The Icers were looking to shore up their defense after giving up 12 goals in three games the previous weekend, and then four more during Friday's 5-4 win against No. 1 Illinois. Icers head coach Joe Battista even said after the first game with Illinois that, "we certainly didn't play like two teams that were going to put defense first."
During Saturday's 6-3 win, the Icers found that maybe a good defense would come from a powerful offense.
Early in the game Penn State took control, keeping the puck in the Illinois zone and dominating the first five minutes of play. The scoreboard showed that the Illini had recorded only two shots at this point, but neither attempt had been a real threat to score.
Junior forward Mike McMullen said that the team's plan was to come out aggressively Saturday night against an Illini team that had lost three straight games after starting the season with an 18-game win streak.
McMullen punctuated the attacking mentality when he received the puck just outside the Illini zone on an Icers' power play seven minutes into the first period. Skating in from freshman goalie Andy Sundt's right, McMullen leaned in hard and fired a low backhand at the net. Sundt made the bad save but kicked out a juicy rebound into the slot where freshman Luke DeLorenzo pounced on it and gave the Icers a 1-0 lead.

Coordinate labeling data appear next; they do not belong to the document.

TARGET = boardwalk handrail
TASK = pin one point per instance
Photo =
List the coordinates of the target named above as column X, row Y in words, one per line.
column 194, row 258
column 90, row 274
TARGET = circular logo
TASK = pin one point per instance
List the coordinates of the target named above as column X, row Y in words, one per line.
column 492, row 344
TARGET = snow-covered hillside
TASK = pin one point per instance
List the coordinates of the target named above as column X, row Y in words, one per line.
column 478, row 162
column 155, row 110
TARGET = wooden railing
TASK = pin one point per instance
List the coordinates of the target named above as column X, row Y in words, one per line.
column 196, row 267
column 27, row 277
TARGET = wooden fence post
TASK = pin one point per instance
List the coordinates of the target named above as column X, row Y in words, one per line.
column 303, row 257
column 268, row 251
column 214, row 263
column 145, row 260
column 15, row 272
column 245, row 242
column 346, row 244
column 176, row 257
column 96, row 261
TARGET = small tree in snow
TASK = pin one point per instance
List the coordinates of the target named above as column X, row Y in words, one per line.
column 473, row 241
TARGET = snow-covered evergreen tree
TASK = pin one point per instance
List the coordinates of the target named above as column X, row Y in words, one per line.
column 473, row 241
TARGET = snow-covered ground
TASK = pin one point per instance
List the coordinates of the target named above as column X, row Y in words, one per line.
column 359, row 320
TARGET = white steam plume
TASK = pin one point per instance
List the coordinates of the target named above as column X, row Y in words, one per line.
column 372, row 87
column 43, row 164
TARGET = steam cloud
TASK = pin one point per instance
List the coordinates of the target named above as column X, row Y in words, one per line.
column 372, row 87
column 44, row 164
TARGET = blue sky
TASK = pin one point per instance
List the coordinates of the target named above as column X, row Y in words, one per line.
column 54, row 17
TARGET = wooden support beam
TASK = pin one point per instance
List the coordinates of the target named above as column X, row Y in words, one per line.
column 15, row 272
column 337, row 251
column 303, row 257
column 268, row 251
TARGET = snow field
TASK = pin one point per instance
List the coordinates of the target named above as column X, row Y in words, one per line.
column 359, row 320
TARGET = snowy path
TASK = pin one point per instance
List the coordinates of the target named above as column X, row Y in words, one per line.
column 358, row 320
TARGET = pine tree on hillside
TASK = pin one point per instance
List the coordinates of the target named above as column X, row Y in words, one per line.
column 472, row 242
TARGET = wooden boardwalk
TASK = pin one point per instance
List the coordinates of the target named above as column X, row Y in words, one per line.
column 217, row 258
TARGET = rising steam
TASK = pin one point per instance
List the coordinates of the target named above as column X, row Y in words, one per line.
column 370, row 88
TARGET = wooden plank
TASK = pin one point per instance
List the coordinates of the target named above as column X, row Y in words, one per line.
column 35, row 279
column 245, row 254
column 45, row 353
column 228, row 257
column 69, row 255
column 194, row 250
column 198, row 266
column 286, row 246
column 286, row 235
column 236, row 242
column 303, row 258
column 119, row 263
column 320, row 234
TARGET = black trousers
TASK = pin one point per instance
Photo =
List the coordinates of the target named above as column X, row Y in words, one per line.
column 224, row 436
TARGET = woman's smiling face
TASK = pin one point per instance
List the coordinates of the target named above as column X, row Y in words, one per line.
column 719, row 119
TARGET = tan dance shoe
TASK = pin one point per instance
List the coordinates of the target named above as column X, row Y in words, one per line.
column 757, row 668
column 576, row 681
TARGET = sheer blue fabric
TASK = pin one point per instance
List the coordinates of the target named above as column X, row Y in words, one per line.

The goal was just one of DeLorenzo's four tallies on the evening and came by way of making the Illini's freshman goalie give up a big rebound.
"That's one of the things coach [Battista] went over -- he said to shoot it low," DeLorenzo said. "He felt that [Sundt] was going to put rebounds out in the slot and get rebounds, which is actually how we scored our first goal when McMullen shot it and he kicked it out to me and got a rebound."
The Icers kept up the attack, routinely drawing Illinois penalties and cashing in on the man advantage. DeLorenzo scored three goals on the power play for the Icers, and sophomore Nate Obringer added his second of two goals and the Icers' sixth of the night, just seconds after an Illinois major penalty expired early in the third period.
The constant attack of the Icers was seen as the top power play unit of DeLorenzo, McMullen, Obringer, freshman Frank Berry and sophomore defenseman Keith Jordan was consistently sent out on the ice. Not until the start of the third period, with the Icers working on a five-minute man advantage, did Battista send out a secondary lineup.
"One of the things we talked about in our pre-game meeting was developing a killer instinct," Battista said. "You get a team down by two goals, you gotta bury them."
Battista also noted how his team was able to respond every time the Illini could begin to claw their way back into the game. No event exemplified this better than Obringer's laser that beat Sundt short side above his stick midway through the second period. The goal came just 15 seconds after the Illini used a power-play goal to make it a one-goal game at 3-2. Obringer's tally put the Illini down two, a margin they would never recover from.
"We felt that if we could jump on them early, we could kind of, I don't want to say bury them, but we could get a step on them," DeLorenzo said.
A quick start and relentless attack allowed for the Icers to not only step on the No. 1 tam in the nation, but to sweep them, and make a case for their own ascent to the top of the rankings.